Dans la partie russe d’Internet, on peut trouver plusieurs mentions selon lesquelles Tupolev a discuté du design avec plusieurs acheteurs potentiels, mais les détails sont rares et ressemblent beaucoup à une rumeur. Le seul héritage matériel du Tu-404 à ce jour est le modèle de l’avion, défilé dans plusieurs expositions entre 1993 et 1997.
Il est difficile de retracer l’héritage de l’avion, car de nombreux modèles d’ailes volantes russes des années 90 sont fortement mélangés. Un autre avion de ligne sans nom légèrement plus petit de cette configuration a été conçu par le bureau de Tupolev en même temps, soit comme une continuation du 404, soit comme un avion complètement différent. Celui-ci avait quatre turbosoufflantes entre les ailerons de queue et ses modèles et les plans sont souvent attribués à tort avec le numéro «404».

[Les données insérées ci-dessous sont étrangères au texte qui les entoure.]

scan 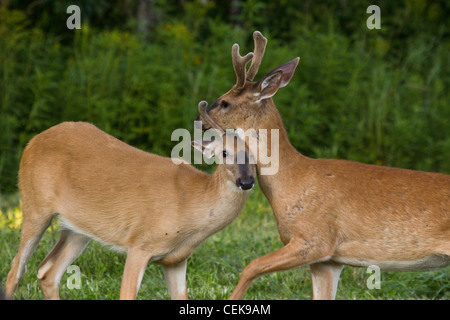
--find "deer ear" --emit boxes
[255,57,300,101]
[191,138,216,159]
[276,57,300,88]
[257,70,283,101]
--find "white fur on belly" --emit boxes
[332,254,450,272]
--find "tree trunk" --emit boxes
[137,0,156,41]
[230,0,241,29]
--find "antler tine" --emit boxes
[247,31,267,81]
[232,44,254,91]
[198,100,225,135]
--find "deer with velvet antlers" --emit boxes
[5,102,255,300]
[197,31,450,299]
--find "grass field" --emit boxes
[0,188,448,300]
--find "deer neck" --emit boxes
[204,166,249,227]
[254,101,309,200]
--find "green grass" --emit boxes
[0,189,448,300]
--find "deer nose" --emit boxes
[237,177,255,190]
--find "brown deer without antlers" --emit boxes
[5,101,256,300]
[198,31,450,299]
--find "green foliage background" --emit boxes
[0,0,449,193]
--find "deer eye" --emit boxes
[221,100,229,108]
[222,150,228,158]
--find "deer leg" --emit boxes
[5,213,53,299]
[310,261,343,300]
[228,238,331,300]
[37,229,90,300]
[120,247,152,300]
[162,259,188,300]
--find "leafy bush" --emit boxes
[0,2,449,193]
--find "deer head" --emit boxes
[197,31,300,133]
[193,101,256,190]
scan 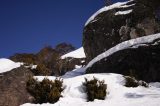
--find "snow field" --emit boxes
[21,67,160,106]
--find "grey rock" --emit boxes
[0,67,34,106]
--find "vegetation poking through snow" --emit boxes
[26,77,63,104]
[124,76,149,88]
[83,77,107,101]
[31,64,51,76]
[124,76,139,87]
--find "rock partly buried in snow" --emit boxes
[0,66,34,106]
[86,33,160,82]
[83,0,160,62]
[60,47,86,75]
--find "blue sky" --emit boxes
[0,0,125,57]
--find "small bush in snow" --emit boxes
[124,76,149,88]
[26,77,63,104]
[31,64,51,76]
[83,77,107,101]
[124,76,139,87]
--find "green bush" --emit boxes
[83,77,107,101]
[124,76,149,88]
[26,77,63,104]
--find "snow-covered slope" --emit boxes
[61,47,86,59]
[0,58,22,73]
[85,0,135,26]
[86,33,160,69]
[21,67,160,106]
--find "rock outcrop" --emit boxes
[86,34,160,82]
[0,67,34,106]
[83,0,160,62]
[83,0,160,82]
[10,43,84,76]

Plus tard, entre le milieu et la fin des années 2000, plusieurs descriptions de PAK DA – le bombardier furtif et l’avion de transport de nouvelle génération – ont commencé à flotter. Il a également été conçu par Tupolev sur la base d’un projet antérieur – peut-être Tu-404, peut-être pas. L’avion a finalement été révélé en 2017 sous le nom de PAK VTA Il-106, un transporteur super-lourd supersonique à corps d’aile mélangé avec tout un ensemble de fonctionnalités de science-fiction qui ont fait saliver la moitié des geeks de l’aviation et l’autre moitié à rouler des yeux. Celui-ci est allé nulle part aussi, car en 2020, le PAK VTA s’est révélé être quelque chose de complètement différent et de décidément moins impressionnant.
Vorobyev lui-même a passé les années suivantes en tant que directeur des programmes d’avions de ligne de milieu de gamme de Tupolev, continuant à travailler sur les améliorations du Tu-204 jusqu’à sa mort en 2002. Son projet le plus ambitieux est tombé dans l’obscurité, comme beaucoup de ses pairs occidentaux, reléguant une vision de jumbos de grande taille avec plus de 1000 sièges au royaume de l’histoire alternative.